US consumers' opting for more on-the-go meals, snacks placing greater reliance on packages to create product value through personalization, convenient design that accommodates consumers' mobile lifestyle, growing preference for green, healthy options

LOS ANGELES , July 15, 2014 () – U.S. consumers’ growing tendency to purchase on-the-go foods is placing reliance on packaging, instead of restaurant menus and services, to convey food companies’ messages, QSR Magazine reported on July 15.

Specifically, consumers are looking for green, mobile, personalized packaging that includes nutritional information. In addition, packaging that allows for full visibility of pre-made foods has taken over in place of packaging with large spans of colorful printed labels.

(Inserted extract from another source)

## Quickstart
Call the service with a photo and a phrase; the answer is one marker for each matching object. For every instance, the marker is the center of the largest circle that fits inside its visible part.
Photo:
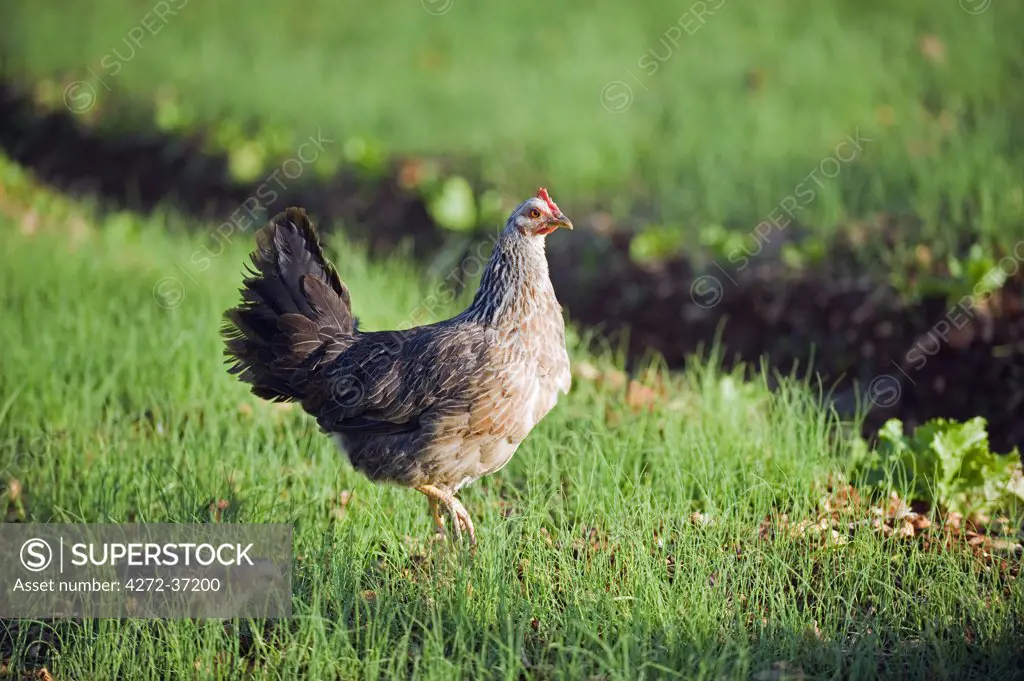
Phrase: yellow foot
(460, 516)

A total of 28 million American consumers eat grab-and-go snacks each day, according to data from consumer market research firm The NPD Group, sparking a variety of innovations from brand designers.

To accommodate the on-the-go culture, KFC Corp. launched its car-worthy meal cups for chicken to fit into cup holders, adding separated sections for sides as well.

Furthermore, to boost pick-up foods that were once only standard fare at airports, concessions companies have launched upscale-style packages that give food a sense of value. For example, Malco Theatres, Inc., of Memphis, Tennessee, started replacing hot dog foil wrappings with clamshell boxes, and put pretzels in bakery-style boxes instead of wax paper. As a result, hot dog sales jumped by 20%, and pretzel sales followed close behind, according to QSR Magazine.

To combat the impersonal feel of takeout foods, other companies focus on packages that give foods a homemade or personalized look. This could be as simple and inexpensive as an airline sandwich wrapped in paper and tied with twine. For Toppers Pizza Inc., of Whitewater, Wisconsin, the company rolled out pizza boxes with a space for employees to write a joke, message or a comical drawing to create highly personal boxes for each customer.